Perhaps her buried form was two feet across at its widest point. It was probably less, but let’s use two feet for convenience. Thus, she’d offered ten square feet of surface area to the five-foot depth of the clay soil that had crushed her. Simple math says that this fifty cubic feet of soil had weighed—and still weigh to this day—five thousand pounds.

It weighed two and a half tons.

Two and a half tons of downward force will break bones. It will press the flesh from those bones. It will force the air out of decomposing lungs.

Over the years, the overbearing clay moved ceaselessly, swelling when wet and shrinking when dry. Every rainstorm shifted the clay. Some of the motion was vertical. Some of it was lateral. This slow shimmy had disarticulated her bones, leaving them in a configuration that was almost the natural shape of a woman who lay on her bed asleep, but not quite.

The clay had dyed her bones red.

Still she waited for someone to find her. Had she been able to wonder, she would have wondered whether anyone had ever even noticed she was gone.

Twenty-nine years is a long time to go without a proper burial.

 

 

 

Chapter 2

Faye Longchamp-Mantooth sat with her knees pressed against the airplane seat in front of her. Her husband Joe’s lanky legs were encroaching seriously on the tiny personal space a major airline considered ample for a full-grown adult, but where else could he put them? Faye and Joe had jammed themselves into these seats because some requests can be sidestepped and some cannot.

When a friend asks for help moving, there are ways around saying yes, but when a man’s father calls and says to him, “I’m ready to scatter your mother’s ashes,” there is no honorable way to say, “Gee, Dad, let me check my calendar. I’m not sure I can get on a plane to you any time soon.”

Joe would hate it if Faye said so, but he looked so much like his dad.

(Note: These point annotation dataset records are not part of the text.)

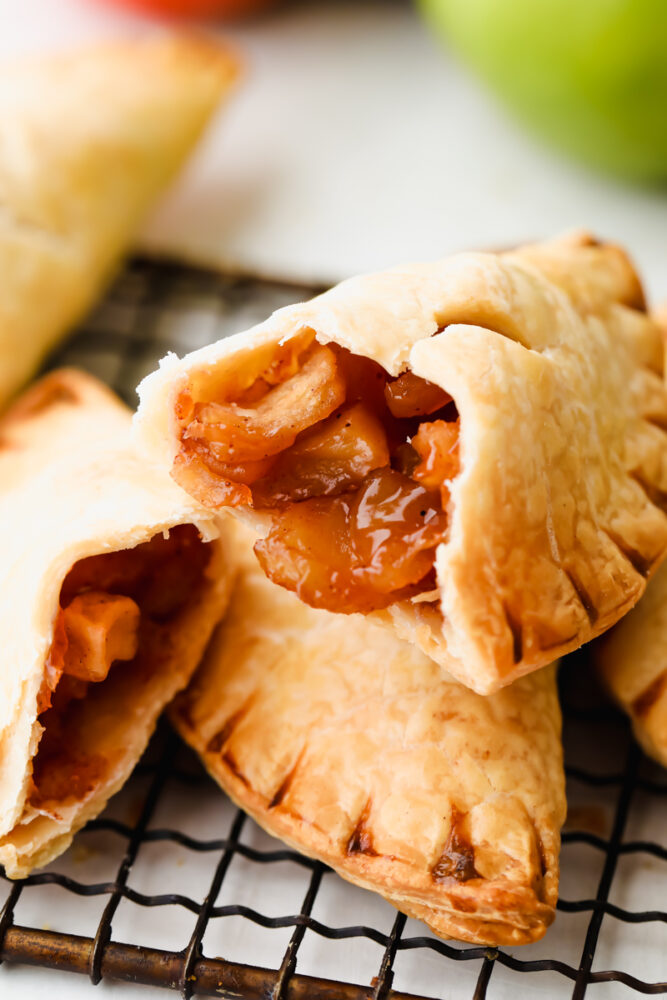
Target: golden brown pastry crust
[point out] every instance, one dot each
(70, 487)
(355, 748)
(87, 142)
(632, 662)
(557, 516)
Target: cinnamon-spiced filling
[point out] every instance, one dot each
(351, 465)
(114, 609)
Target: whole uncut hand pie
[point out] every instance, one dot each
(88, 140)
(470, 449)
(352, 746)
(111, 582)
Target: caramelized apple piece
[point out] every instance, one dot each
(196, 473)
(100, 629)
(159, 575)
(437, 445)
(257, 431)
(58, 776)
(358, 552)
(327, 459)
(396, 523)
(412, 396)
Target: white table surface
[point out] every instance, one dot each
(352, 143)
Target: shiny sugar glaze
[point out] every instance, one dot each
(351, 465)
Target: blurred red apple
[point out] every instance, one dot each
(201, 8)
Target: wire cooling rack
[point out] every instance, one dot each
(174, 887)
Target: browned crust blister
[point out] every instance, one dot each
(353, 747)
(557, 517)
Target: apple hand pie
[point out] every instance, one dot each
(355, 748)
(470, 449)
(111, 582)
(632, 661)
(87, 143)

They had the same bone structure, straight browbones, strong jaws, broad shoulders, sturdy legs. Their eye colors were different—Sly’s were black, while Joe had his mother’s green eyes—but their sharp gazes were the same.

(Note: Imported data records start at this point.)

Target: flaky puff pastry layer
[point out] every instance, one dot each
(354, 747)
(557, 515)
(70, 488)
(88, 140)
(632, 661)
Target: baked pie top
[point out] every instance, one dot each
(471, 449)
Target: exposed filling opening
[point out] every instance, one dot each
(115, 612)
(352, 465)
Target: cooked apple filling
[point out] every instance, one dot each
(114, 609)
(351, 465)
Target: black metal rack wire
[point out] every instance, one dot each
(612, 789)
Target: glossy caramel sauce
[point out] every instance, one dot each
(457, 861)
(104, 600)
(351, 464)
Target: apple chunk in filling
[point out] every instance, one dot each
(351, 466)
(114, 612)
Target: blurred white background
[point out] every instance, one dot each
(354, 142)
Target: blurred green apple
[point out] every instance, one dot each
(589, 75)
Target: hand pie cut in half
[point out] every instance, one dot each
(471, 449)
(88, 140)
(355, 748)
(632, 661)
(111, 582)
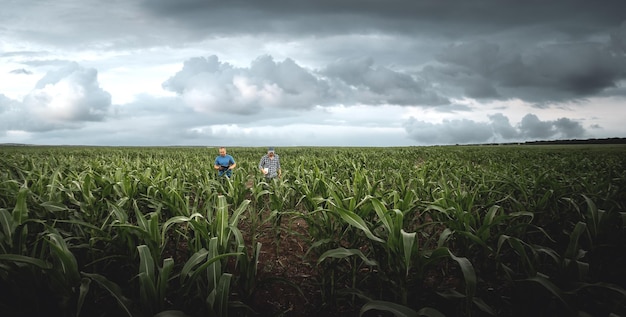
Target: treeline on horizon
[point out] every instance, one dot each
(539, 142)
(559, 142)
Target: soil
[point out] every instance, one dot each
(282, 259)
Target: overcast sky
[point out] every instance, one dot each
(317, 72)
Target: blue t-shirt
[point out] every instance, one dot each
(225, 160)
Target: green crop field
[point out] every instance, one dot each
(410, 231)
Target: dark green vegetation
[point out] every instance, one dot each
(454, 231)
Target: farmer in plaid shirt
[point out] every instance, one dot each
(270, 164)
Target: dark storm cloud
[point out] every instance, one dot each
(448, 132)
(397, 16)
(532, 127)
(502, 126)
(550, 73)
(367, 83)
(499, 129)
(618, 39)
(209, 85)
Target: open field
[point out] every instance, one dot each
(433, 231)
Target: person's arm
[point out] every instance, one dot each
(262, 164)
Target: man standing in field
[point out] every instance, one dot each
(270, 164)
(224, 163)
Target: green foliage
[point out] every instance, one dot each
(447, 230)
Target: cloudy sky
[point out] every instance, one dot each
(316, 72)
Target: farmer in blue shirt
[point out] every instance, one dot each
(224, 163)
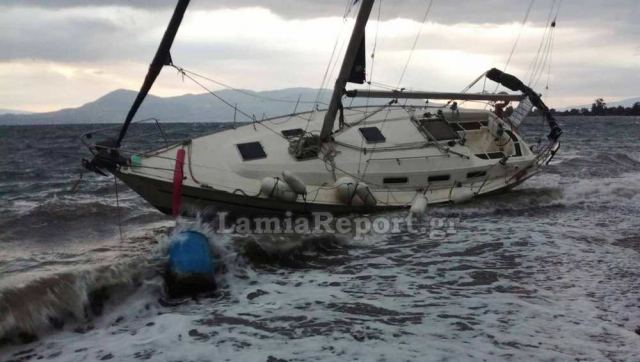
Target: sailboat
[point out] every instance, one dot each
(342, 159)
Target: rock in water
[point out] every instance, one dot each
(190, 270)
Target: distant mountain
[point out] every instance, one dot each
(12, 111)
(113, 107)
(629, 102)
(624, 102)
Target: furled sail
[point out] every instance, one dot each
(162, 58)
(358, 71)
(515, 84)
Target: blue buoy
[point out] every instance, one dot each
(191, 265)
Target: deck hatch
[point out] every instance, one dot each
(475, 174)
(251, 151)
(372, 134)
(439, 129)
(395, 180)
(294, 132)
(436, 178)
(495, 155)
(470, 126)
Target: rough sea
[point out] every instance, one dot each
(547, 272)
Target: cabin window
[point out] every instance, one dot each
(294, 132)
(470, 126)
(372, 135)
(439, 129)
(395, 180)
(251, 151)
(436, 178)
(475, 174)
(495, 155)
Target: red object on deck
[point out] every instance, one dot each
(178, 175)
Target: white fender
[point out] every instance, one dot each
(294, 182)
(274, 188)
(364, 193)
(461, 194)
(345, 189)
(419, 205)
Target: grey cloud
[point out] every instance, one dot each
(489, 11)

Faye hoped her husband was happy to be making the trip from Florida to Oklahoma to see Sly, but he hadn’t said a word since the “Fasten Your Seatbelts” sign came on.

***

Joe Wolf Mantooth hadn’t been home since he was eighteen. He’d left on foot when his mother’s body was hardly cold. His abortive attempt to say good-bye to his father had gone so poorly that Joe was never sure whether the man actually understood that his son was going away.

He’d found Faye in Florida. With her help, he’d gotten an education, had kids, built a business. Together, they’d made the first home he had known since his mother died.

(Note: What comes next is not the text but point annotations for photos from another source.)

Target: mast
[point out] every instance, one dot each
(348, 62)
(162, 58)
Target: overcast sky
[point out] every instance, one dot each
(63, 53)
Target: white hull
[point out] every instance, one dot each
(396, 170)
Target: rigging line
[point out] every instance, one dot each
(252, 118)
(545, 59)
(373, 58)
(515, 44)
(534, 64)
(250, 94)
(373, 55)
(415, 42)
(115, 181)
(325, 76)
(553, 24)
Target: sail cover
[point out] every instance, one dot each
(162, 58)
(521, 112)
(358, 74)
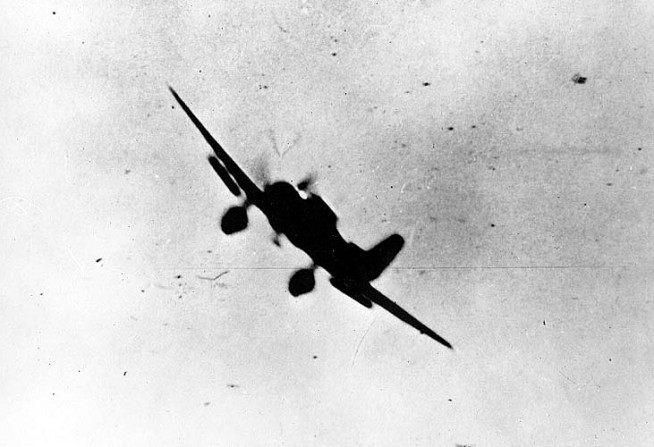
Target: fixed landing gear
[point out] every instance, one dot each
(234, 220)
(303, 281)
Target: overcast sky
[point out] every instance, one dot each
(509, 142)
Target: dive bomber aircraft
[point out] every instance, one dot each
(309, 224)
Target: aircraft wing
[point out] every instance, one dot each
(381, 300)
(251, 190)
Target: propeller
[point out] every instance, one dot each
(308, 183)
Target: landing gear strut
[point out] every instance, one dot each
(303, 281)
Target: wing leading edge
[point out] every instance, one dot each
(381, 300)
(251, 190)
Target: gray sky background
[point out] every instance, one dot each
(525, 199)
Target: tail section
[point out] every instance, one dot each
(382, 254)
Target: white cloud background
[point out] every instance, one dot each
(528, 224)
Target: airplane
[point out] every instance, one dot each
(309, 224)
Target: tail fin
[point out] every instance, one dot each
(382, 254)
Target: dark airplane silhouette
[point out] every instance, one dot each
(309, 224)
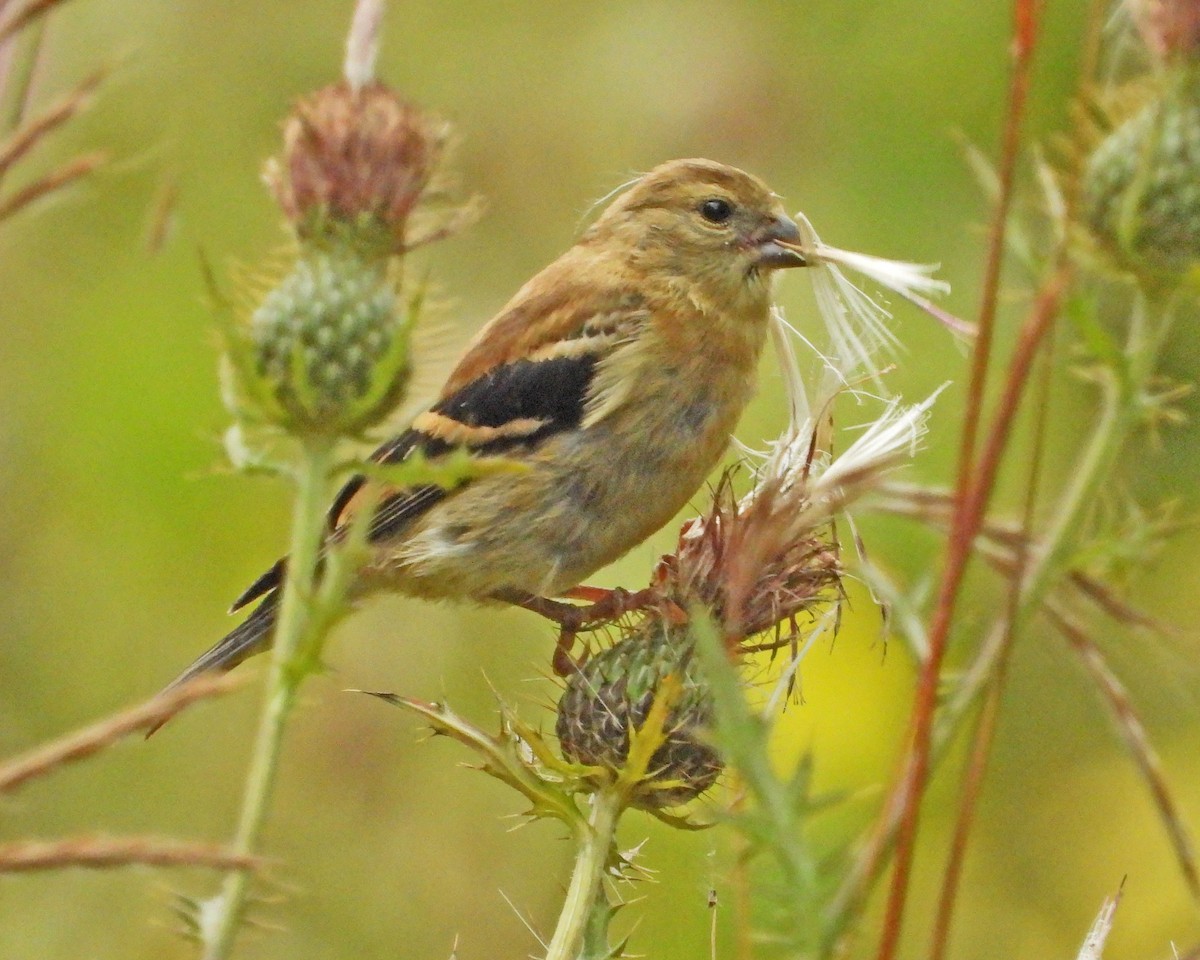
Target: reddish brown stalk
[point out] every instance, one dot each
(916, 769)
(989, 717)
(35, 131)
(967, 521)
(22, 17)
(83, 743)
(100, 852)
(53, 181)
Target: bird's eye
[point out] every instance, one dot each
(717, 210)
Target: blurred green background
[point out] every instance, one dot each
(124, 538)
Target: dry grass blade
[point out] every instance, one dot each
(12, 22)
(1137, 741)
(91, 739)
(103, 853)
(1096, 939)
(36, 130)
(49, 184)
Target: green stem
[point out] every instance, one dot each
(588, 874)
(286, 675)
(1121, 412)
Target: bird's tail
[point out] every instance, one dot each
(252, 635)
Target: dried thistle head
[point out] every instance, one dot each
(1170, 29)
(751, 564)
(355, 160)
(609, 702)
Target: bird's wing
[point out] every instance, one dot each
(526, 382)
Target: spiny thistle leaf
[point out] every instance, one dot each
(507, 756)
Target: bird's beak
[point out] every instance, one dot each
(778, 245)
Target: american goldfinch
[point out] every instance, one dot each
(615, 376)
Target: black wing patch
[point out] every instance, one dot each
(550, 394)
(544, 396)
(552, 391)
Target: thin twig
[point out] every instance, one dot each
(91, 739)
(989, 715)
(53, 181)
(103, 853)
(19, 18)
(1137, 741)
(33, 132)
(916, 772)
(969, 520)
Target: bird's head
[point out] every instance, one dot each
(701, 222)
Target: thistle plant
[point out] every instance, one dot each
(322, 358)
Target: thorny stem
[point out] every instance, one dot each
(588, 875)
(286, 675)
(988, 720)
(916, 769)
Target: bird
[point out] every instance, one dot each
(615, 377)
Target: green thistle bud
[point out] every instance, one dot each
(1141, 185)
(611, 696)
(329, 345)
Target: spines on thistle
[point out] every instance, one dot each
(325, 352)
(1141, 184)
(1141, 180)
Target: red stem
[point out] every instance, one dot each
(967, 520)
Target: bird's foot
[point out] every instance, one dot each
(603, 606)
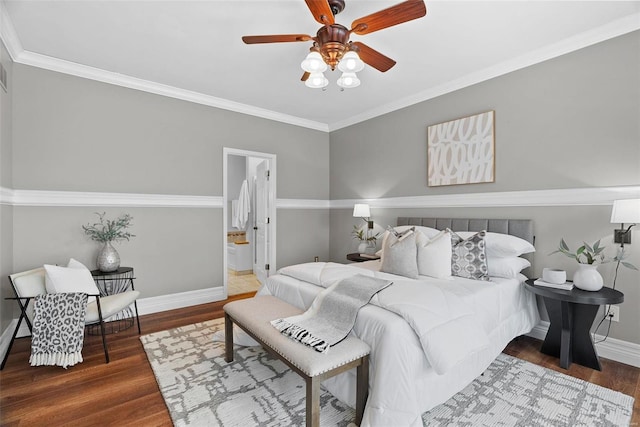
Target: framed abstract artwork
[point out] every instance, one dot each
(461, 151)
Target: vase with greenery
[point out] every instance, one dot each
(107, 231)
(589, 257)
(367, 240)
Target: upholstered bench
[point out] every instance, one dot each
(254, 315)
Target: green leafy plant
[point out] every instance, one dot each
(592, 254)
(361, 234)
(107, 230)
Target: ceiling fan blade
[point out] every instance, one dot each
(394, 15)
(277, 38)
(321, 11)
(374, 58)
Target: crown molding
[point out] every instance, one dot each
(79, 70)
(614, 29)
(8, 34)
(302, 204)
(12, 42)
(602, 196)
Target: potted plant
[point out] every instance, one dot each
(107, 231)
(589, 257)
(367, 241)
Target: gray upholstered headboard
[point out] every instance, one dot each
(522, 228)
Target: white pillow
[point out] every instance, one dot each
(509, 267)
(70, 279)
(427, 231)
(400, 254)
(502, 245)
(434, 255)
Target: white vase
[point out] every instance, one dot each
(108, 259)
(588, 278)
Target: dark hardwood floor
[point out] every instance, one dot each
(124, 392)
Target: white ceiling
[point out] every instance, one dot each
(193, 50)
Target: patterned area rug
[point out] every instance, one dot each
(201, 389)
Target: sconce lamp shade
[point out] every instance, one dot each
(361, 210)
(626, 211)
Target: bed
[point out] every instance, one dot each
(430, 337)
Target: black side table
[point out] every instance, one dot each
(571, 314)
(356, 257)
(112, 283)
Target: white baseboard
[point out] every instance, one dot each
(183, 299)
(145, 306)
(613, 349)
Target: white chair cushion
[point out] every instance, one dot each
(110, 305)
(63, 279)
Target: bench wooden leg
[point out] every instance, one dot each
(228, 338)
(313, 402)
(362, 388)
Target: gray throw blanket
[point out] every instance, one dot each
(333, 313)
(58, 329)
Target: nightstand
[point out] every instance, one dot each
(571, 314)
(356, 257)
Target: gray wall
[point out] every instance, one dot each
(74, 134)
(6, 211)
(570, 122)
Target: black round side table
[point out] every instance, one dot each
(571, 314)
(111, 283)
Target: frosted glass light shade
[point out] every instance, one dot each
(626, 211)
(313, 63)
(348, 80)
(361, 210)
(350, 63)
(316, 81)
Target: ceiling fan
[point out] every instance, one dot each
(331, 45)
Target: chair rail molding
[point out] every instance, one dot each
(593, 196)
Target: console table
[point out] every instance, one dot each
(571, 314)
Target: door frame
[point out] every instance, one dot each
(226, 152)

Joe had been past thirty before he boarded his first airplane. Now he sat beside his educated and accomplished wife, munching stale pretzels like a man who belonged in the sky. He knew intellectually that he was successful in all the ways that mattered, but he didn’t feel it. All he felt was regret that his mother would never know how far he had come.

Joe looked down at the countryside, dun-green agricultural squares crossed with the random dark squiggles of a tree-lined creek. When they got to Oklahoma, the dirt would be red where the creeks cut into it, so red that he’d be able to see it all the way up here in the sky. In all her days, his mother never set foot on an airplane. She would have been transfixed by the sight of the natural world from this unnatural angle.

Joe’s memories of his mother smelled like biscuits and gravy. She had possessed the poor woman’s knack for miracles, so she’d been able to turn flour and grease into a meal that tasted like love. But once the meal was over, she had never lingered inside where the air was old and musty. She’d gone outside and she’d taken her only child with her.

Sometimes, Joe’s father had been there as they sat with their feet in the creek, watching minnows flit around their ankles through clear water stained tea-brown by fallen oak leaves and pine needles. More often than not, he’d been on the road, doing what truckers do. When Joe missed his mother, he went outside and found a place to put his feet in cool water, and it usually made him feel better. He could not believe that his father had kept that woman’s ashes indoors all this time, cooped up in a cheap urn.

Fifteen years is a long time to go without a proper burial.